Winston Gooze (Peter Dinklage), the janitor at a corrupt drug manufacturer, has just been given six months to live. That night, the single parent gets drunk and roams the streets as he wrestles with the fear of leaving his stepson (Jacob Tremblay) alone. How he ends up in a tutu is less believable than how his counterpart, Melvin Junko, ended up in a tutu in Lloyd Kaufman’s original film of the same name. (This time around, the Toxic Avenger’s origin story isn’t part of a cruel prank, so one wonders: Why didn’t he just take the tutu off before leaving the house?) Ultimately, Winston decides to rob his employers and finds himself in the factory’s toxic runoff, which hideously deforms him, but gives him superhuman strength.
The large cast of villains (I especially like the henchman who never misses an opportunity to do a flip) are led by the corporation’s evil CEO, played by Kevin Bacon, who surprisingly understands the kind of movie he’s making, but at no point tries to hams it up as Hollywood actors tend to do in these kind of films. His runt of a little brother is played by Elijah Wood, who seems to genuinely enjoy appearing in oddball genre affairs ever since securing his massive fortune in The Lord of the Rings trilogy. Meanwhile Peter Dinklage perfects the right amount of grounded acting and comedic timing.
As a lifelong fan of the original, I went into The Toxic Avenger fully expecting it to suck as reboots of cult classics almost always do. I was surprised to find the most competently paced of the five films and, overall, I’d place it second only to the 1984 original… and if you were to rate it higher, I wouldn’t feel the need to fight you. Recently, there’s been much hullabaloo about The Naked Gun reboot potentially resurrecting the spoof film. Here’s literally the same type of cathartic laughter.
The trailers don’t convey how solid the movie is; Lloyd Kaufman’s films flew in the face of Hollywood conventions while the reboot prefers to satirize and indulge in them equally.
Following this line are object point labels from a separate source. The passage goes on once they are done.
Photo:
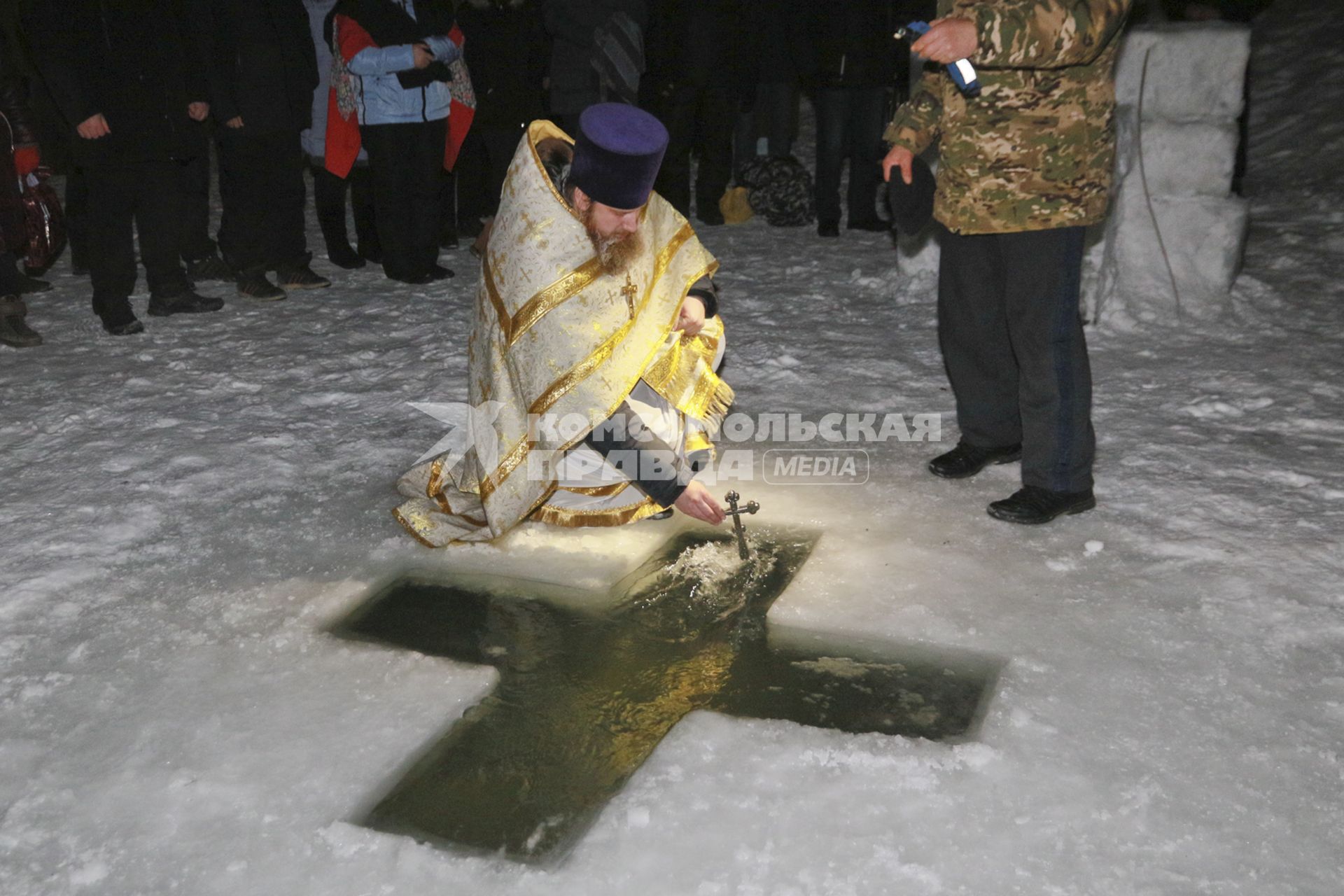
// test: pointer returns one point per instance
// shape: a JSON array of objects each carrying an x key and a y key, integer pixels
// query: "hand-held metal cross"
[{"x": 752, "y": 507}]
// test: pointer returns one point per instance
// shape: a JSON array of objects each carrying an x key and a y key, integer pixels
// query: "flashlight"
[{"x": 962, "y": 73}]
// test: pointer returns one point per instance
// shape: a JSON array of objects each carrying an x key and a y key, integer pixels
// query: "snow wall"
[{"x": 1182, "y": 140}]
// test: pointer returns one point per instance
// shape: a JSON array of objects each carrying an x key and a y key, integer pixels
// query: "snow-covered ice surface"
[{"x": 185, "y": 511}]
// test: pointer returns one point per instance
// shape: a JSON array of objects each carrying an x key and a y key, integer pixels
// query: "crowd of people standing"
[{"x": 136, "y": 99}]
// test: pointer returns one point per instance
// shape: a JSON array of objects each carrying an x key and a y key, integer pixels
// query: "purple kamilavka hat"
[{"x": 617, "y": 153}]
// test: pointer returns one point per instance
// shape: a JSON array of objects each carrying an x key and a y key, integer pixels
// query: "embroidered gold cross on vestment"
[{"x": 629, "y": 290}]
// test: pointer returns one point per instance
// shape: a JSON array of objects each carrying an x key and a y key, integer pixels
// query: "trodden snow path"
[{"x": 183, "y": 512}]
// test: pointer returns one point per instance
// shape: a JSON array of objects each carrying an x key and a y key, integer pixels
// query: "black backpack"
[{"x": 780, "y": 190}]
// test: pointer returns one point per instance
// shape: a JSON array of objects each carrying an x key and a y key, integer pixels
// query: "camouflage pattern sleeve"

In some ways it feels like a throwback to the superhero film of the 90s, before they became monotonously noisy and bloated with clap-bait for nerds. I know the competition is extremely incompetent, but director Macon Blair has crafted one of the least insulting reboots I’ve ever seen. This is as good as a mainstream Troma movie can possibly be.
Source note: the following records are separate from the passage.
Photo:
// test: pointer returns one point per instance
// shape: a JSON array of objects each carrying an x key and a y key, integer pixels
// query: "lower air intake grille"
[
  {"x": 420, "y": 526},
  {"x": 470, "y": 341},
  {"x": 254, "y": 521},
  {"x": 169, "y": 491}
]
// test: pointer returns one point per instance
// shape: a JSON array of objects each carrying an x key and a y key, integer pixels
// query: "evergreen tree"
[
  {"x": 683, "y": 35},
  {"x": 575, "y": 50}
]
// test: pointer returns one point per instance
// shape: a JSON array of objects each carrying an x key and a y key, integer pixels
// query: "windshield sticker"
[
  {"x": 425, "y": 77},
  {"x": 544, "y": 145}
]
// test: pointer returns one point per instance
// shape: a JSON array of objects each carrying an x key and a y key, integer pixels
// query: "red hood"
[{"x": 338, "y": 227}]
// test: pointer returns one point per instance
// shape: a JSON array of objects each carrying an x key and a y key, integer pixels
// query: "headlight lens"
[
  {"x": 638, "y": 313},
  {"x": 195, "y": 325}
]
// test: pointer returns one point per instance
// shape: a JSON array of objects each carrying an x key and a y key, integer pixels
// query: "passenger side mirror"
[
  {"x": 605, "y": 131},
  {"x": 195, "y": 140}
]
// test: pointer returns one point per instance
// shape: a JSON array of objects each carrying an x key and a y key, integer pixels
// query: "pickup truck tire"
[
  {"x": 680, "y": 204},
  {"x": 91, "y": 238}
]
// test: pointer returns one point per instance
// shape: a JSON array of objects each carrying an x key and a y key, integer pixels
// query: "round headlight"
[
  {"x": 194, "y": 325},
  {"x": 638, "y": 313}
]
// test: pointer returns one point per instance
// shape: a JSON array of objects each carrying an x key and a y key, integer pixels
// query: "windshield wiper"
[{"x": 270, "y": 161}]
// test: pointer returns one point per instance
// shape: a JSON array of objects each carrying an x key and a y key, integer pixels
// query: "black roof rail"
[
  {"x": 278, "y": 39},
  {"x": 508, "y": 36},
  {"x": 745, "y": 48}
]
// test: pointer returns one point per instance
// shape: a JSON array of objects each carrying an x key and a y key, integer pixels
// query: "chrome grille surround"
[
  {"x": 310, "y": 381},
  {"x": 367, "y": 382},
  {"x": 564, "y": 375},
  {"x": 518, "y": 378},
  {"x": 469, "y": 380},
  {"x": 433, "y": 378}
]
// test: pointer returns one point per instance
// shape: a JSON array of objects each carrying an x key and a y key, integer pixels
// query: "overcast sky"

My only complaint is they didn’t kill the cat. What’s a Troma movie without a handful of “that’s so wrong” deaths played for shameless entertainment? In the original you had old ladies beaten to death and children’s skulls crushed by moving cars. You could say this one pulls its punches in that respect, but that doesn’t feel like its intention. It’s just doing its own thing, in its own way, and it does it especially well.